Face au changement climatique, l'agriculture biologique apparaît comme une solution clé. Mais il est nécessaire de former les nouveaux talents qui rendront notre système alimentaire résilient et innovant. C'est l'objectif de cette école.
C'est sur les terres fertiles de la Hesbaye, à la ferme de Mélet à Upigny, que s'est installé "Organic", la première école supérieure belge d'agriculture bio. C'est un institut de recherche indépendant et privé dénommé "brio.aa" qui porte ce projet. L'idée est de combler une sérieuse lacune dans la formation existante.
Nicolas Luburic, co-fondateur de cette école, nous explique que la filière bio est à la recherche de nouveaux talents :
Nous, on a une demande de la part de la filière d'avoir des personnes à engager, qui ont des connaissances en agriculture bio et agroécologie bio. Et ces structures ne trouvent pas ces personnes. On a constaté aussi par notre expérience de profs en hautes-écoles que les cursus ne permettent pas l'apprentissage vraiment en profondeur, avec beaucoup d'heures, de l'agriculture bio, que ce soit en Haute Ecole ou même en ingénieur.
Et de l'autre côté, on a des étudiants qui sont en demande de venir faire un stage chez nous pour apprendre justement davantage ces techniques et particulièrement d'avoir ces techniques en lien avec le terrain.

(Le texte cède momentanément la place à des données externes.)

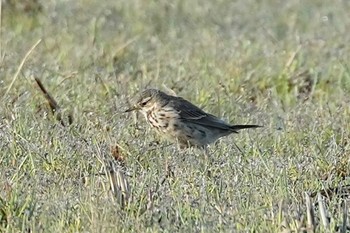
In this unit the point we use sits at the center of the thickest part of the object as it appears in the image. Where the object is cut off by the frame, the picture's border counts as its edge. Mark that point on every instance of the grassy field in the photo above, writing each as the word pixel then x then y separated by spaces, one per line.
pixel 89 168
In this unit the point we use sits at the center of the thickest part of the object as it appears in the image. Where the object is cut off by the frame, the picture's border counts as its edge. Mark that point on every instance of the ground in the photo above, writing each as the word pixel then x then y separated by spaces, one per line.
pixel 91 168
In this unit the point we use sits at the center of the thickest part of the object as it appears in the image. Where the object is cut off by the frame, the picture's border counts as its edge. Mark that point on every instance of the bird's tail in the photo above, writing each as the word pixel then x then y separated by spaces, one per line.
pixel 235 128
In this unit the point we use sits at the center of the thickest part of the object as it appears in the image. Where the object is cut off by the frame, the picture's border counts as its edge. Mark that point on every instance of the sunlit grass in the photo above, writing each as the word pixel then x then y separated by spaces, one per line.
pixel 283 65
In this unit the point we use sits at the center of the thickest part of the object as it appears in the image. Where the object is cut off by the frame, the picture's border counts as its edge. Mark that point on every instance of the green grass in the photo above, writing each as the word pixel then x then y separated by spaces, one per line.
pixel 281 64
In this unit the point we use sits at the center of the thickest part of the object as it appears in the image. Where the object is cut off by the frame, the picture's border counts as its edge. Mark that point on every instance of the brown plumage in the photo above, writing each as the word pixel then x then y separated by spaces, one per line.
pixel 180 120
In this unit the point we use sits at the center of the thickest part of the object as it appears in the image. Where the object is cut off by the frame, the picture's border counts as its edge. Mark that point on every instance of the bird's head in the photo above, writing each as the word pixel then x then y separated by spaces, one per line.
pixel 145 101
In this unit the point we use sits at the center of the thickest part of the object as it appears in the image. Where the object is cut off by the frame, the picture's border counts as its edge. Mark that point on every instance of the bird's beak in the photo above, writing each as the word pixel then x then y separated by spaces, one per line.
pixel 133 108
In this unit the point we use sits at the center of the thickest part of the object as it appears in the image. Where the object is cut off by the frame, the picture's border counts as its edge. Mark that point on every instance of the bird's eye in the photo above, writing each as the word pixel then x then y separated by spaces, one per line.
pixel 145 101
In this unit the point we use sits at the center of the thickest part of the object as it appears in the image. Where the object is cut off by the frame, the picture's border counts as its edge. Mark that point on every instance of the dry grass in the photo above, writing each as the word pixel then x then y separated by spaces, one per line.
pixel 92 169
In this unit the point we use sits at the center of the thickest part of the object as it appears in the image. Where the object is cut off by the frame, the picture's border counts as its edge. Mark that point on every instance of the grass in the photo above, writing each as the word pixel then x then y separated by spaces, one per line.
pixel 280 64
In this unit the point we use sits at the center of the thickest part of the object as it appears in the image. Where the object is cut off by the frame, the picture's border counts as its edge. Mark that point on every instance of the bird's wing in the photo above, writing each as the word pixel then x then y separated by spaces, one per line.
pixel 191 113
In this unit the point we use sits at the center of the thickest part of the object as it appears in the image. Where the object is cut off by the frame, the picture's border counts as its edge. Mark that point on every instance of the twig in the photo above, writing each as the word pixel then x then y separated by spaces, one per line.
pixel 310 213
pixel 21 66
pixel 323 212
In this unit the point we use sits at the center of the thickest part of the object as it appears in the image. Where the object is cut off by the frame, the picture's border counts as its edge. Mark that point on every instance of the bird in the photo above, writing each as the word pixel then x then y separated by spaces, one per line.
pixel 179 120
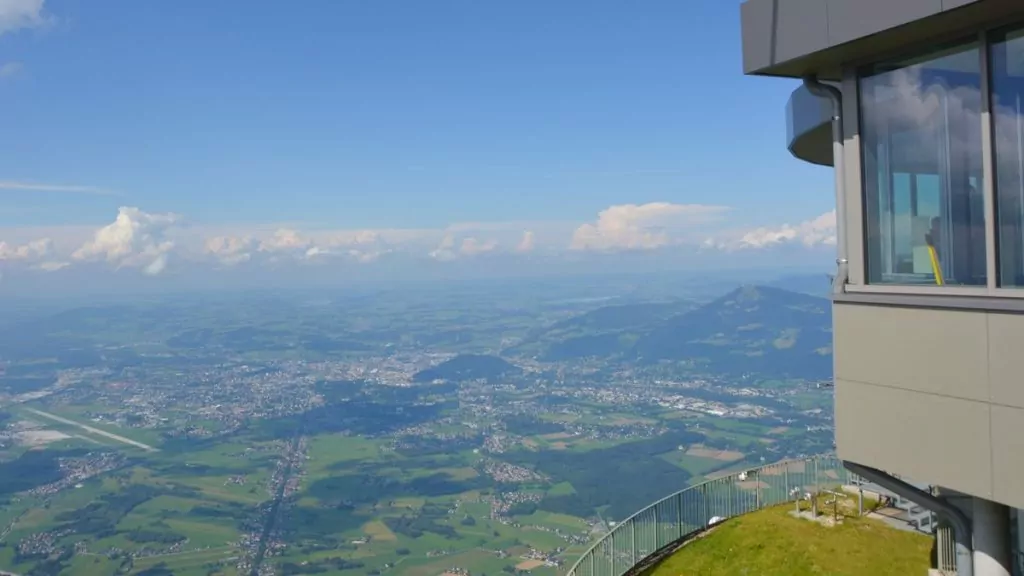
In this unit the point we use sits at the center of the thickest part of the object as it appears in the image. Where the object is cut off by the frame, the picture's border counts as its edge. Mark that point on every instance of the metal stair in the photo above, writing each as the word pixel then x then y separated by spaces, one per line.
pixel 914 516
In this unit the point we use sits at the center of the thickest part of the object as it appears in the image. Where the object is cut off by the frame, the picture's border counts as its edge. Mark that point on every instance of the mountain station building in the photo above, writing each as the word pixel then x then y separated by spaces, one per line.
pixel 919 108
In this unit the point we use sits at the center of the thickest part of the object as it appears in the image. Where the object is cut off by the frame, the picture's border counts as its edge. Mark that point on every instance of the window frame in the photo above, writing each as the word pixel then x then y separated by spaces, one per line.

Cette nouvelle école disposera en effet des infrastructures du centre de recherche : 60 hectares de terres cultivées en bio, où sont menées des expériences concrètes et en conditions réelles. L'objectif est de démontrer qu'un système alimentaire sans pesticides, sans engrais chimiques, préservant l'environnement et la santé tout en assurant des marges bénéficiaires importantes pour l'agriculteur, c'est possible et ce n'est pas si compliqué.
Exemple de techniques testées et approuvées : la culture associée, ici, l'avoine et la lentille qui sont cultivées en même temps sur la même parcelle.
La lentille va profiter de la présence de l'avoine pour avoir un support et l'avoine va profiter des lentilles pour couvrir une partie du sol et amener du coup un peu d'humidité. On a deux cultures, deux productions, donc une marge plus importante. On a les deux cultures qui se soutiennent l'une l'autre et on a du coup un apport intéressant d'azote au niveau du sol. Un azote qui vient de manière tout à fait naturelle et qui ne coûte absolument rien, en plus.
Les techniques bio qui seront enseignées ici seront aussi en lien direct avec la problématique des inondations et des coulées de boue qui sont aussi synonymes d'érosion du sol.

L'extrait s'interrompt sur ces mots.